Symbolism & Direction

Symbolism & Direction

Symbolism and Chapter Titles

Opening

The titles of the chapters in the novel often have symbolic significance. The titles of Chapters 15 and 16 seem worth noting. They are “Knitting” and “Still Knitting.” Look at the image, and then discuss knitting from the following perspectives.

  • Considered only for its tools and the actions involved in doing it, what does knitting remind you of?
  • How is knitting different from sewing in the way it is done?
  • Does the knitting of the novel seem to be more of an allusion, now that you have seen more of it? How so?

The Wine Shop by Fred Barnard

More Knitting

Work Time

Listen as your teacher or classmates read aloud the final lines of Chapter 16. Then join the class in discussing the following.
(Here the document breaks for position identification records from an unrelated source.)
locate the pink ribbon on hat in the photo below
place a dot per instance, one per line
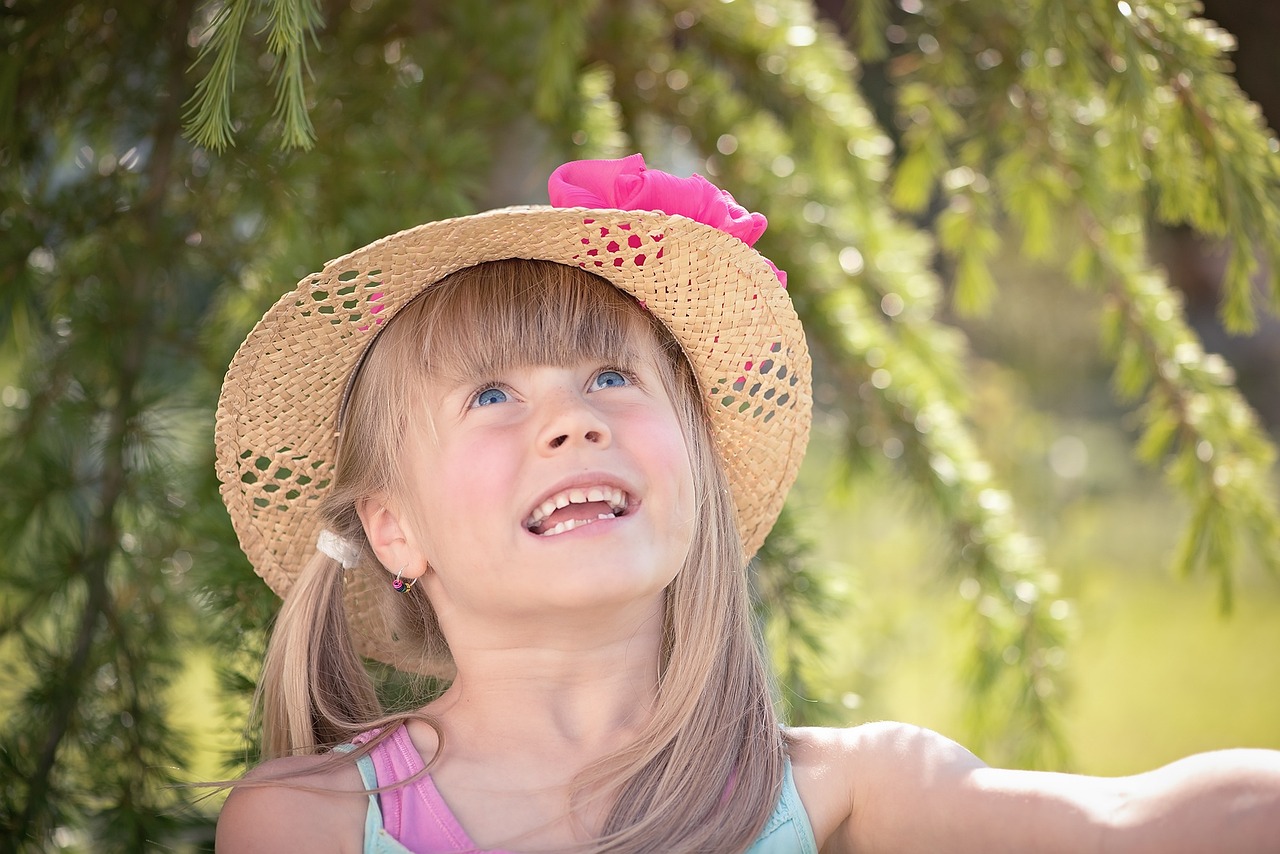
(629, 185)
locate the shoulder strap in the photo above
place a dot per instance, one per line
(376, 839)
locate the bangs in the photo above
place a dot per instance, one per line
(487, 319)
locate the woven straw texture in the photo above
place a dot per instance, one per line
(275, 432)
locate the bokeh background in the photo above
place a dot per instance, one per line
(1034, 246)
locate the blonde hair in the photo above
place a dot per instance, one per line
(705, 771)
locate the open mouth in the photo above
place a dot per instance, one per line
(576, 507)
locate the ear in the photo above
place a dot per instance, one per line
(392, 540)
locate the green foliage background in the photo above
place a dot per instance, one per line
(931, 169)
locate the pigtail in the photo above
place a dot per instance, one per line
(315, 692)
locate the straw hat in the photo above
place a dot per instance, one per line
(723, 302)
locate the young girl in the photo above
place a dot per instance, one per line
(530, 452)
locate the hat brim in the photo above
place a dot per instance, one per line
(277, 416)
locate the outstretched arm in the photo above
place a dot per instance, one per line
(908, 790)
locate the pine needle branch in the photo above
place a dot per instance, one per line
(208, 118)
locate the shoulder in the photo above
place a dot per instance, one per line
(314, 803)
(862, 781)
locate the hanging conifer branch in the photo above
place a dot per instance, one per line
(208, 119)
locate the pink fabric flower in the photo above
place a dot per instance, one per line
(629, 185)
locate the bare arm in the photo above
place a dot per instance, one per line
(328, 814)
(905, 789)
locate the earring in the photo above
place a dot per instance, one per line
(401, 584)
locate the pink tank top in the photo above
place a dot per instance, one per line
(415, 814)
  • How does this passage connect to the rest of the chapter?
  • How does Dickens create emphasis on a singular activity in the passage?
  • What is the effect of that emphasis?
  • What “structure” is being foreshadowed at the close of the passage?
  • What is the effect you experience from that foreshadowing ?

More Symbols

Work Time

While the knitting may be the most significant symbol in Chapter 16, there are many other symbols there as well. Thinking about these symbols can help you think about Dickens’s understanding of the Revolutionaries in France. Join a small group as directed and do the following.

  • With your group, list other symbols you find in Chapter 16.
  • As you record each one, write down a quote from the text as evidence, and jot down your ideas about interpretation of the symbol.

Open Notebook

Share the symbols and meanings that you have discovered with the rest of the class.

Your Sympathies

Closing

In a Quick Write, take an opportunity to trace and record your own sympathies at this point in the novel.

  • Based on the scenes you have read so far, including the scene with Barsad, do you find yourself rooting for the Revolutionaries?
  • Why or why not?

Open Notebook

Book II, Chapters 18, 19, and 20

Homework

Read Book II, Chapters 18 , 19, and 20 of A Tale of Two Cities and annotate for key ideas, personal reactions, questions, and vocabulary.